• belinde, karlayz* taşıyan (simit değil), ablasının ablası, olgun ama aynı zamanda çocuksu, çok konuşur ama o huzur veren ses tonuyla daha da konuşsun istersiniz, yaz yaz bitmez, öyle biri işte.
  • virginia woolf kişisidir, absürd sanatın doruğundadır, nargile içerken bir şehirden diğerine nanik yapandır, sayıları çok olsa bunların anarşist, poe sever deniz çocukları koşturur durur ortalıkta*.
  • hayatımın baş kahramanlarından biridir.

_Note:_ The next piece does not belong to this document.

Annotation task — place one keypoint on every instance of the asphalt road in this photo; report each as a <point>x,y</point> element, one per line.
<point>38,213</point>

    biz* çok küçükken o, hem kendisinin hem de benim anlamakta zorlandığım kelimeleri kurmakta olduğu cümlelerin bir taraflarına itina ile sokuşturdu. "ne diyosuuoaaan?" derdim de cevap bile veremezdi, hıh! bu artistik hareketlerinin altında kalmamak için ben de boş durmaz, uydurduğum hikayelerimle* onu kandırırdım bir güzel*.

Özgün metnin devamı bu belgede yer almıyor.